Child terus berbicara mengenai hukuman-hukuman yang akan dia lakukan sembari memainkan koper. Pria berambut klimis mulai tenang dan melihat ke arah koper yang dimainkan Child. Dari penglihatannya, monster gorilla berdiri agak jauh dari posisi mereka berdua. Pria berambut klimis akhirnya memikirkan sesuatu. Pria berambut klimis menekan tombol yang ada di sabuknya. Child terus berbicara dan tak menyadari pria berambut klimis telah membuat skema di otaknya. Pria berambut klimis mulai menghitung dari satu. Hitungan itu berjalan hingga dua puluh delapan lalu pria berambut klimis itu berdiri, melompat dan meraih tas di tangan Child. Dari sabuk pria itu muncul sinar yang ternyata adalah alat teleportasi menuju pesawat. Bonno terkejut dan melompat ke arah sinar itu dan menghantam tanah di sana berkali-kali. Child nampak santai dan menghampiri Bonno.

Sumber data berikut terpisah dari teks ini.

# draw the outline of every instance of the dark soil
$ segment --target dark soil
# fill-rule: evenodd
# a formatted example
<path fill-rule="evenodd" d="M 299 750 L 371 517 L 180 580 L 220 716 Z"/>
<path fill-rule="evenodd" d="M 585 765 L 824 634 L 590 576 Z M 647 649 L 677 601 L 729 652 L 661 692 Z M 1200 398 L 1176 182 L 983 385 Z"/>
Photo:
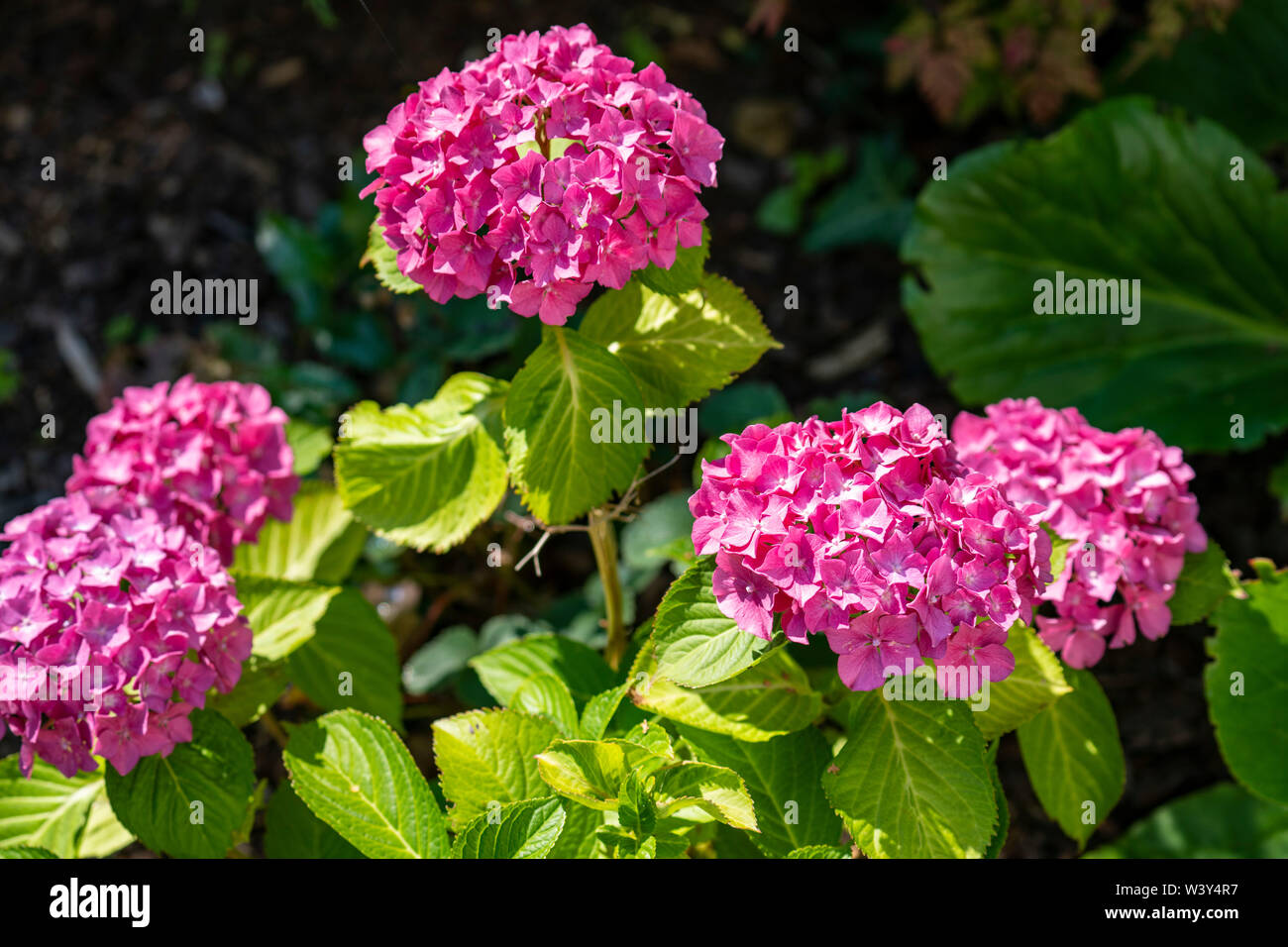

"Tenanglah kawan." Child menggosok punggung Bonno.
"Booo booo booooo!" Bonno menghantam dadanya berkali-kali.
"Hei, jangan berbicara seperti itu padaku. Semua itu sudah masuk dalam rencanaku."
"Booo?"
"Dalam kondisi takut manusia tidak akan berpikir jernih. Berdasarkan waktunya, aku yakin si klimis itu menggunakan teleport instan. Pada kondisi panik seperti itu, seseorang akan mencari perlindungan."
"Boo booo."
"Jangan menyelaku, aku tetap takkan membiarkanmu bermain game sampai malam. Kembali lagi pada pria itu. Saat mencari perlindungan dia akan menjadi buru-buru dan menyerahkan tas kosong itu pada bossnya. Aku tuan Sargas adalah tipe yang tidak menyukai kegagalan. Aku perkirakan seluruh keluarga dari si klimis itu akan menerima ganjarannya. Bagaimana, itu indah bukan?"
"Booo booo booo booo."
"Kau tidak mengerti," Child mendesah. "Baiklah ayo kita pulang. Jangan meminta cemilan, kita sedang miskin sekarang."
"Bagaimana, bukankah mereka berdua kombinasi yang sungguh menarik."
"Tidak juga, hubungan dan penampilan mereka benar-benar aneh."
Suara yang terdengar tiba-tiba membuat Child berbalik. Child dua orang gadis sedang duduk di atas batu.
"Booo!"
"Tunggu," Child membuat gestur berhenti dengan tangan. "Sudah kubilang kita tak boleh asal menyerang. Kita harus mengumpulkan informasi dahulu. Jadi kalian berdua siapa?"
"Namaku adalah Carol dan dia Clive. Aku bisa melihat kau melakukan hal kejam. Terserah, aku hanya ingin mengundang kalian dalam turnamen."
Child maju dengan hati-hati dan mengambil amplop yang diberikan Carol.
"Kami akan datang. Kalau begitu selamat tinggal."
"Dia tidak akan datang," ujar Clive.
"Manusia dengan kesadaran rupanya. Baiklah mari kita buat ini cepat. Apa keuntungan mengikuti turnamen ini?"
"Kelihatannya kau akan menghadapi masalah dengan boss orang itu."
"Aku tahu resiko perbuatanku. Aku sama sekali tidak takut. Kau meremehkan kami?"
"Baiklah, bagaimana jika aku berikan hadiah yang menggoda. Semua yang kau inginkan, semua hasratmu menjadi nyata?"
Child menatap langit-langit Planet Togoryu yang berwarna merah. Beberapa kenangan muncul di kepala Child.
"Aku tak memiliki keingin, tapi mungkin seseorang memilikinya. Sobat apa kau siap ber-rock & roll!"
"Booooooooooooooo!" Bonno menepuk-nepuk dadanya.